President Trump blustered that he'd be "proud to shut down the government for border security. I will take the mantle. I will be the one to shut it down."
President Trump blustered that he’d be “proud to shut down the government for border security. I will take the mantle. I will be the one to shut it down.” Photo: Quinn Dombrowski / CC BY-SA 2.0

Pelosi gives Trump an important civics lesson

Somewhere, Dorothy Parker is smiling.

In one withering remark on Tuesday, once (and now increasingly likely future) House Speaker Nancy Pelosi gave Donald Trump the most important civics lesson of his presidency.

“Mr. President, please don’t characterize the strength that I bring to this meeting as the leader of the House Democrats, who just won a big victory.” Pelosi said, deftly shutting down Trump, who seconds earlier patronizingly suggested that the California Democrat was “in a situation where it’s not easy for her to talk right now.”

In just a few words, Pelosi tartly reminded Trump that in a divided Washington, government by bullying and Twitter fiat straight-up won’t work.

First up, let’s not kid ourselves: The Oval Office cage match between Pelosi, Trump, Senate Minority Leader Chuck Schumer, and what we can only reasonably assume was some sort of PenceBot was not an exercise in serious policy-making. That went out the window the moment it was opened to cameras.

When that happened, it was all about optics. And Schumer and Pelosi chewed the scenery while Trump blustered, and the PenceBot, who sat stock still and silent, likely blinked his eyes with some Morse code message pleading for deliverance.

For Democrats, the meeting was an unalloyed win, delivering the message that they won’t be cowed into submission like the extraordinarily compliant and supine Republican Congress Trump has had on his side.

Not to be left out, Schumer cast shade of his own, zinging Trump as the president tried to brag about GOP gains in the Senate during the November midterms.

“When the president brags he won North Dakota and Indiana, he’s in real trouble,” Schumer said, as the PenceBot silently raged.

For Trump, the extraordinary 17-minute back and forth between the two Democratic leaders was designed to signal to his base that he’s still serious about delivering on his 2016 campaign promise to build an unbreachable wall along America’s southern border that we now know U.S. taxpayers alone are going to pay for.

Trump made the further Bizarro-World claim that he’d be “proud” to shut down the government if Congress doesn’t deliver every cent of the $5 billion he wants allocated as he bravely battles through history’s most epic case of Edifice Complex.

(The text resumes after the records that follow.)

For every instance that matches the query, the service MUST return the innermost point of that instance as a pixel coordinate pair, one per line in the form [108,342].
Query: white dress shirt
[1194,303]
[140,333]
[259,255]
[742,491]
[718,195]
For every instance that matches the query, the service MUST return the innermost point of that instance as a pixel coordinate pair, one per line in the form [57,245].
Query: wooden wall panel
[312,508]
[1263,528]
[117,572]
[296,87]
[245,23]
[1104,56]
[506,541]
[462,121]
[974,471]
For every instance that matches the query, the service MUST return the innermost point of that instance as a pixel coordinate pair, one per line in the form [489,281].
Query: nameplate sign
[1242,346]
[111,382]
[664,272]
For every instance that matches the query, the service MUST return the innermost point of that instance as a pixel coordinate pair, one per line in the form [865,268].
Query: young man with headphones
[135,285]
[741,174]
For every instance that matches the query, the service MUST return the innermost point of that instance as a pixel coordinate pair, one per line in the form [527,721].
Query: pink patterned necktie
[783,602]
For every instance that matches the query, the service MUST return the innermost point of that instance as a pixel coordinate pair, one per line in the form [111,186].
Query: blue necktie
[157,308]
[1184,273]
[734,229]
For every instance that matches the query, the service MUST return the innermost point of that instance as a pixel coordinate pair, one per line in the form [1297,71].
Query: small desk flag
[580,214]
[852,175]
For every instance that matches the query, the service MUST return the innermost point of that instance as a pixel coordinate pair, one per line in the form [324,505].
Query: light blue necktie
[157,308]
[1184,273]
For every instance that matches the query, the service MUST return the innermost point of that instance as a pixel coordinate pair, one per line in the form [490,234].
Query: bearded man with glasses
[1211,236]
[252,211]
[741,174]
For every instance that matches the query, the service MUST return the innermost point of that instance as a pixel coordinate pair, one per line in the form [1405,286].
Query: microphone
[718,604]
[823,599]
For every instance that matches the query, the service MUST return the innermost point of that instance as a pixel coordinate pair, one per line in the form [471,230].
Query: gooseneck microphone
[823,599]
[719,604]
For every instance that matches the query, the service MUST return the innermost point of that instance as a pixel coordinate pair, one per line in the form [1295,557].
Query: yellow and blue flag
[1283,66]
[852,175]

Democrats aren’t moving off the $1.3 billion they proposed, apparently cementing the grinchy likelihood of a partial pre-Christmas shutdown of the federal government.

Trump went on to bluster that he’d be “proud to shut down the government for border security. I will take the mantle. I will be the one to shut it down.”

It wasn’t long before official Washington echoed with the sound of Republican members of Congress slapping their foreheads in disbelief. Shutdowns over policy issues, as they well know, never end well for those who provoke them.

“Everybody wants to blame it on the other party, always. That’s what you typically do. That’s out the window now,” said Sen. Jeff Flake, R-Ariz., who must be counting the days until his retirement.

Back on Capitol Hill, Pelosi reportedly told Democratic colleagues that the session with Trump was like being in “a tinkle contest with a skunk.” And in a jibe that must have sent Trump into paroxysms of rage, Pelosi took a shot at his manhood, The Washington Post reported, citing a Democratic aide in the room.

Referring to the wall, Pelosi reportedly said that “It’s like a manhood thing for him. As if manhood could ever be associated with him.”

Yes, Trump needs Democratic support in the Senate to get the 60 votes to get the wall funded. But he needs the support of Republicans as well, some of whom have been pressing for more comprehensive immigration reforms.

Tuesday’s White House meeting was a reminder that if Trump couldn’t get what he wanted on immigration when he had control of both sides of Capitol Hill, trying to get things done with a Democratic majority in the House with the Mueller probe careening to its apparent end and 2020 beckoning will be an order of magnitude more difficult.

For a president used to getting his way, civics class will be in session in 2019.

The viewpoints expressed above are those of the author and do not necessarily reflect those of The Independent.